I whipped up a pie chart to represent the amount of pie in the pie chart.

Although the Raspberry Pi is really appealing to everyone, it may not be a device that suits your needs. Since bullet lists are smashing, let’s have a proper display, shall we?

  • Atom dual core computer –
    You could put together a dual core Atom computer with 4 gigs of RAM and a 32GB SSD for about 230 dollars. This would be much more powerful and capable of functioning as a game server. However, it will have a much larger power draw than the Raspberry Pi.
  • NAS –
    Buffalo has some good RAID NASes in the 200 dollar range that would allow you to safely back up all of your legitimate files, and schedule backups. They come with all of the web interfaces all set up, which is pretty rad…I mean, charver dolescum, straight from the bailey.
  • Netbook –
    A netbook is like a computer, only weaker. It is, however, much more powerful than a Raspberry Pi, and comes with a big hard drive, small monitor, keyboard, trackpad, and in some pretentious cases, a glowing Apple. The biggest draw of a netbook has to be the battery, which gives you plenty of hours of Game of Thrones for long plane rides.
    I even run Killing Floor off of my 1.6GHz 1gig of memory craptop.
    Shitsnack netbooks are capable of outputting high definition video, but the wimpy CPU/GPU have a hard time with anything compressed. Any higher resolution video in mp4 format gives plenty of green artifacts, and MKV files make it have an aneurism, barely outputting the audio, yet alone the video. Until I get my hands on a Raspberry Pi, I cannot speak on how well the GPU works in comparison to a netbook, but they are supposed to be capable of 1080p HD, which is just about what a netbook can do.
    You can find some good ASUS netbooks for around 240 dollars, decent Samsungs for 220, or flimsy Acers, for 200. All of these prices are the 6-cell models.

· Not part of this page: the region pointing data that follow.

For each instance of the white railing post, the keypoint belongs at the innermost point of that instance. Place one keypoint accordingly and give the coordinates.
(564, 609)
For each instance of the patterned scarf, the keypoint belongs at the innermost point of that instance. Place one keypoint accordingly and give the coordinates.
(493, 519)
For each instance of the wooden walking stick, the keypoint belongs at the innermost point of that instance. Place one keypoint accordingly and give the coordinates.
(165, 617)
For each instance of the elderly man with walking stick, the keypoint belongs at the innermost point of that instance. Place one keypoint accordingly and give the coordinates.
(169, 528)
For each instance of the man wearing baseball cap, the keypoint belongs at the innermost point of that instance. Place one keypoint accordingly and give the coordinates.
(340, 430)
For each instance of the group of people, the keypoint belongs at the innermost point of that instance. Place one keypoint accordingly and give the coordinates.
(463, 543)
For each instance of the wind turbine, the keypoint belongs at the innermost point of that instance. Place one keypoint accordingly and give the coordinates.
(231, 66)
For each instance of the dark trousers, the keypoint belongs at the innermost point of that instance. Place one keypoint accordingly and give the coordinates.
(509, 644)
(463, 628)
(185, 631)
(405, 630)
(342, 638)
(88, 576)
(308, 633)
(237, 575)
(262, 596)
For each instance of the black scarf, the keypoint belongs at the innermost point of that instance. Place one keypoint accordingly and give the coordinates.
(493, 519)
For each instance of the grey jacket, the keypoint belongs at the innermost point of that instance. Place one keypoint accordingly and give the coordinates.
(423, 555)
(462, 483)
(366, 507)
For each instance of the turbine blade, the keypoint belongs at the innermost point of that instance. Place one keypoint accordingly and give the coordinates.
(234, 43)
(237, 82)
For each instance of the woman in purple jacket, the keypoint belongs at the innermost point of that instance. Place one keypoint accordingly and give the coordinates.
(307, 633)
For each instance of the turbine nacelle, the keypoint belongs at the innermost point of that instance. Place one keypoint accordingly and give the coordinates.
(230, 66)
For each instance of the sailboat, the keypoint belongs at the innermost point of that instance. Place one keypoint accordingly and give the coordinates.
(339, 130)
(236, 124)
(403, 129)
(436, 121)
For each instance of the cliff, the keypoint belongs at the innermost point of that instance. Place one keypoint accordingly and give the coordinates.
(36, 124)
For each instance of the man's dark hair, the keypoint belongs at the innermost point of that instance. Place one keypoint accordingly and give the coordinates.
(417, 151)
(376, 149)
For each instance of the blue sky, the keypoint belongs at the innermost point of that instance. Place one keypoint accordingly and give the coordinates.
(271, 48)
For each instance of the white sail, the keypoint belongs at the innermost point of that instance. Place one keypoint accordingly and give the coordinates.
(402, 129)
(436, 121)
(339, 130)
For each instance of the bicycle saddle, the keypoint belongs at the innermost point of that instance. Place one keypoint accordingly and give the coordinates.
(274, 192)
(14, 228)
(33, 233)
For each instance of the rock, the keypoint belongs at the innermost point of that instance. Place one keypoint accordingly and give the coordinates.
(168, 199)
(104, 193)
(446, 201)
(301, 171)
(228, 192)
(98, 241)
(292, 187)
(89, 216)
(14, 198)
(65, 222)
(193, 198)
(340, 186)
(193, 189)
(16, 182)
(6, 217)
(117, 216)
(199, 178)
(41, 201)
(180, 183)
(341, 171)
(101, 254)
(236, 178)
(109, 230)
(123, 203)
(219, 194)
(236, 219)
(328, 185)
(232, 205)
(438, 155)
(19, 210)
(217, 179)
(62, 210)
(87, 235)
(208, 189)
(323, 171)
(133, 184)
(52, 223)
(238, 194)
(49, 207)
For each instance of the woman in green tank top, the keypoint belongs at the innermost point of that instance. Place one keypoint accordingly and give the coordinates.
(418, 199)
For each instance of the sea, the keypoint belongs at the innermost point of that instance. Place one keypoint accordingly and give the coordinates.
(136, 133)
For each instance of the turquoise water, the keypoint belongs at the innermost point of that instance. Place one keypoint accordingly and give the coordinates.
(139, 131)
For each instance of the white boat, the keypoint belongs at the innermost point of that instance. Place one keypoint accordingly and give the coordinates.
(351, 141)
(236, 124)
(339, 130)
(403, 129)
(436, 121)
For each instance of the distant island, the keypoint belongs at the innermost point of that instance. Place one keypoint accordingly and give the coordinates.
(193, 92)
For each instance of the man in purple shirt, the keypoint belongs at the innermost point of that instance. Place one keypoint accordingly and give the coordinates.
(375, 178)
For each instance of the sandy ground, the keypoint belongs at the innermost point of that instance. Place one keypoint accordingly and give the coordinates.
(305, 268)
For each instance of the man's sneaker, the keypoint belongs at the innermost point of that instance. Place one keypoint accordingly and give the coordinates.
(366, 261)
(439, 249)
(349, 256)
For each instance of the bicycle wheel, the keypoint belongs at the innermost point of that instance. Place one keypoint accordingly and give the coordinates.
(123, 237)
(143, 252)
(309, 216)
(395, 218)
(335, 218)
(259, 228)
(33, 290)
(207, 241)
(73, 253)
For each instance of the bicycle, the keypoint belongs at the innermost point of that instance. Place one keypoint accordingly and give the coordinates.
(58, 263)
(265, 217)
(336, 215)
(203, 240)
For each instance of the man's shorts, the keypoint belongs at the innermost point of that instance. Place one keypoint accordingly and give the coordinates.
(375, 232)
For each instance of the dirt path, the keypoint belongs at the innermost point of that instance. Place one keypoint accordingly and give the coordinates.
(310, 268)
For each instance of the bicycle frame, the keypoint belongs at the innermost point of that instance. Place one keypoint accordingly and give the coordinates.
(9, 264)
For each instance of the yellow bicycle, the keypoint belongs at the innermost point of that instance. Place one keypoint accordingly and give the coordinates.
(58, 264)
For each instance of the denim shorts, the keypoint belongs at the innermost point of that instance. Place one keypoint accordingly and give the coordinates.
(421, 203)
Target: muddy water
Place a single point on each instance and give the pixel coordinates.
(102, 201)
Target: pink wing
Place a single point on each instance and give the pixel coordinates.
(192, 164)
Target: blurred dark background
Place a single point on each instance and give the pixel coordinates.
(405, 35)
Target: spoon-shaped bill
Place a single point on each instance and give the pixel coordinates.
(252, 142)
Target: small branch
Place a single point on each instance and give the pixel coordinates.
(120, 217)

That’s it. That’s the stupid follow-up to the Raspberry Pi, which I still don’t own.
You’re probably going to have a lot of time on your hands before a Raspberry Pi actually ships to you, so why not waste that time looking around this website for more wicked sweet ace information? It makes me feel brilliant when you do so. That’s the British usage of brilliant, and not the actual usage of brilliant, because I still feel pretty stupid when people read my website. Good day sir.

7 thoughts on “Raspberry Pi Peripherals

  1. Thanks for the heads up, Eli. I had no clue that the Pi was so bareboned. I will now pass on purchasing this “computer” and instead look into a Atom Dual-Core with a SSD.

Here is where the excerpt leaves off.